Allahabad Bank posts Q1 net loss of Rs 19.44 bn due to high provisioning

Gross NPAs stood at Rs 250.67 bn at the end of June 2018, against Rs 210.32 bn in the year-ago period

A closed branch of Allahabad Bank during bank employees' two-day nationwide strike for wage revision, in New Delhi on Wednesday, May 30, 2018.
Namrata Acharya Kolkata
Last Updated : Aug 14 2018 | 11:40 PM IST
Weighed down by high provisioning, Allahabad Bank posted a net loss of Rs 19.44 billion in the first quarter of the financial year, against a net profit of about Rs 288 million in the same period of the last financial year. However, sequentially, the bank's losses came down as in the last quarter of FY18, the bank had posted a net loss of about Rs 35 billion. 
  
The provisioning for non-performing assets (NPAs) stood at Rs 25.9 billion in Q1 FY19, against Rs 16.86 billion in the same period last financial year.  
 
During Q1 FY19, the bank made a provision of Rs 5.32 billion in respect of nine accounts covered under the Insolvency and Bankruptcy Code (IBC). According to regulatory guidelines issued in August 2017, they made fresh provisions of Rs 6.57 billion for accounts under the IBC. 

The bank's gross NPAs stood at 15.97 per cent of gross advances for the quarter under review, against 13.85 per cent as of June 30, 2017. In value terms, gross NPAs stood at Rs 250.67 billion at the end of June 2018, against Rs 210.32 billion in the year-ago period.  

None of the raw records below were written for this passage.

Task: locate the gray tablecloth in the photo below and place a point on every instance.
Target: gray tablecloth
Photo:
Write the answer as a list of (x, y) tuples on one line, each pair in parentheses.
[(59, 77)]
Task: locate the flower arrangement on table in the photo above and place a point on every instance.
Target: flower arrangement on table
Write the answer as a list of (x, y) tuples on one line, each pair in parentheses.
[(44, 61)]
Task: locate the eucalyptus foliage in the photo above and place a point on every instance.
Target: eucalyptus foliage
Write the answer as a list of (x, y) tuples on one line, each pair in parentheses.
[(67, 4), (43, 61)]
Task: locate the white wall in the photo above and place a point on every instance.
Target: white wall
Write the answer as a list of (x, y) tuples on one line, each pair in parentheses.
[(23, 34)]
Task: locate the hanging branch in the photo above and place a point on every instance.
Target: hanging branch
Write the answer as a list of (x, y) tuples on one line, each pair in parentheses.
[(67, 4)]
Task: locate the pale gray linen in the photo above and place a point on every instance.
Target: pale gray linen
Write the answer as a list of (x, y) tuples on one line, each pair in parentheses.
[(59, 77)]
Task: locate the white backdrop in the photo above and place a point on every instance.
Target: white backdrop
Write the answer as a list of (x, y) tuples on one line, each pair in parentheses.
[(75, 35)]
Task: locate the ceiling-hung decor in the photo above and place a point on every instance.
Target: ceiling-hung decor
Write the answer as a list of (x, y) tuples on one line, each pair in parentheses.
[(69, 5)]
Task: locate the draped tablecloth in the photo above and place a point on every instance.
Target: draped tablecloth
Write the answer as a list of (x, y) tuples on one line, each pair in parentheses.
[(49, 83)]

However, the bank's net NPA ratio improved to 7.32 per cent (Rs 104.1 billion) as against 8.96 per cent (Rs 128.68 billion). The bank's net interest margin (NIM) also improved on a year-on-year basis from 2.35 per cent to 3.18 per cent.

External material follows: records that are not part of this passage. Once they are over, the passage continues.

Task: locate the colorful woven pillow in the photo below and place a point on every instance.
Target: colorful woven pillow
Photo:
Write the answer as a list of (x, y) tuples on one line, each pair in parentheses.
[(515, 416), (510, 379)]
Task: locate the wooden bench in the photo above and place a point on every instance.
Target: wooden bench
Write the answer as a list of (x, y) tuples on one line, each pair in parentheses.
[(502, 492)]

"The loss is on account of provisioning. We have been able to contain slippages. Our provision coverage ratio at 68 per cent is one of the best among public sector banks. Also, the bank booked at the operating profit of Rs 8.30 billion last quarter," said the bank's spokesperson. 

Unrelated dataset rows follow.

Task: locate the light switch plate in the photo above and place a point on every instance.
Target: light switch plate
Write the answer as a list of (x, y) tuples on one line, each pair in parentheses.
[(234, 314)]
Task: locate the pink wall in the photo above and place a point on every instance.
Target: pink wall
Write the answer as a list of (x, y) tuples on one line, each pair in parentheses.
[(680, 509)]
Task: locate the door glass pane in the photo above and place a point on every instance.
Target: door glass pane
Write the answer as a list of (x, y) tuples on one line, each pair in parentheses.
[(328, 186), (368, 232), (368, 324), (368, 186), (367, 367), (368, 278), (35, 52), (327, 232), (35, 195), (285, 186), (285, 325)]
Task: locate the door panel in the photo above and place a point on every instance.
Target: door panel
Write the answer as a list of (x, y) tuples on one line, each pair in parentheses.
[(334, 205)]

The bank's capital adequacy ratio (Basel III) stood at 6.88 per cent at the end of Q1 FY19, against 11.61 per cent in the same period of the last financial year. The bank has recently received a capital infusion fund of Rs 17.90 billion from the government under the PSB recapitalisation plan for FY18-19. According to a senior official of the bank, it will improve the capital adequacy ratio in the next quarter.

In pursuance of the Reserve Bank of India (RBI) guidelines, the bank has spread the provision for fraud/red flagged accounts (RFAs) of Rs 13.01 billion in 32 accounts as of June 30. Further, a provision of Rs 2.29 billion has been reversed in other Reserves, out of Rs 3.90 billion, related to accounts declared fraud in FY17-18. The bank's scrip closed at Rs 40, down by 6.32 per cent against the previous day's close at the BSE.